I wish people grasped that theologians, like other Christians, learn with the saints in the multigenerational fellowship that is the church, where mentors, pastors, and peers help us to see things we hadn’t seen before. Augustine had Ambrose, and you had Augustine, Luther, and Bucer, and I had Owen, Warfield, and you. We get to where we are by standing on others’ shoulders and benefiting from their brainwork. You were clear on that—much clearer than some of the hero-worshipers who have written books about you! No true theologian works as a one-man band.
One thing you helped me see is where theologians really fit in. The church lives through the potency of preaching—the mystery of God’s Spirit applying God’s word to God’s people through God’s spokesman. So the primary function of theologians is to ensure, so far as human beings can, that the Bible is explained right and applied properly. I think I only give the film version of your thought when I tell people that theologians are the church’s plumbers, water engineers, and sewage-disposal agents—back-room boys whose crucial though unspectacular job is to secure for the pulpits a flow of pure and unpolluted Bible truth. You, of course, had a larger role; you were a preaching pastor, and you educated other preaching pastors in the academy. How you managed to get through it all, especially in those grisly last years when you were dying by inches, I shall never know. But it is for your clear grasp of the theologian’s task that I admire you now.
Another thing I learned from you was the true nature and ideal shape of what we nowadays call systematic theology. Your Institutes is a marvelous tapestry of evangelical wisdom that modeled for me the apostolic way of tying together the many strands of revealed truth about God’s grace to a sinful world. You put the sovereignty of God, the mediation of Christ, and the ministration of the Spirit right at the center; you set up the life of faith and praise as the goal; and you did not write a speculative sentence from start to finish of your 700,000 words! I would like you to know that I have had the Institutes by me for 40 years, that I keep finding fresh wisdom in its pages to a degree that is positively uncanny, and that I am very grateful.
The way you dealt with predestination, in particular, strikes me as an all-time brilliancy. Like Paul in Romans, you separated it from the doctrine of providence and postponed it till you had spelled out the gospel, with its bona-fide, whosoever-will promises; then you brought in the truth of election and reprobation, just as in Romans 8 and 9, not to frighten anyone, but to give believers reassurance, hope, and strength. It’s a beautifully biblical and powerfully pastoral treatment.

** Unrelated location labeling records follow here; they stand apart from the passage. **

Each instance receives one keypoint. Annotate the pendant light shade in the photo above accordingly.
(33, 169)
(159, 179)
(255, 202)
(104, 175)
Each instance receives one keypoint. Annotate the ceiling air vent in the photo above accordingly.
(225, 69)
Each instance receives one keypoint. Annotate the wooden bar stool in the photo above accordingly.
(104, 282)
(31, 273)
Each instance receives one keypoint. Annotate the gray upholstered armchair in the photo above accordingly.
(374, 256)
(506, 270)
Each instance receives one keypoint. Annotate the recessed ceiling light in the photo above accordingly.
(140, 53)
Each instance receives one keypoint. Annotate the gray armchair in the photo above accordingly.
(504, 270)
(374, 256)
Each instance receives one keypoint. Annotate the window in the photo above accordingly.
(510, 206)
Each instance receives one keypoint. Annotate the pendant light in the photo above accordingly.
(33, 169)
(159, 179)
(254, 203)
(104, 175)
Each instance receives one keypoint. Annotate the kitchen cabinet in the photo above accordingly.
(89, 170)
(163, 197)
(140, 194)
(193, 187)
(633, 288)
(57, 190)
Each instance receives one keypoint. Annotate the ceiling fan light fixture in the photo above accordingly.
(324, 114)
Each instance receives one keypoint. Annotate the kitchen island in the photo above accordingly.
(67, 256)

The irony is, as I expect you know, that in the last century the idea spread that all serious theologians arrange everything round a single focal thought, and yours was predestination, so they lost sight of your biblical breadth and balance and pictured you as a speculative monomaniac who pulled Scripture out of shape to make it fit a scheme of your own devising. That’s still your public image, and biblicists like you are still called Calvinists in a way that implies they have lost their biblical footing. Such is life! I expect you’re glad to be out of it.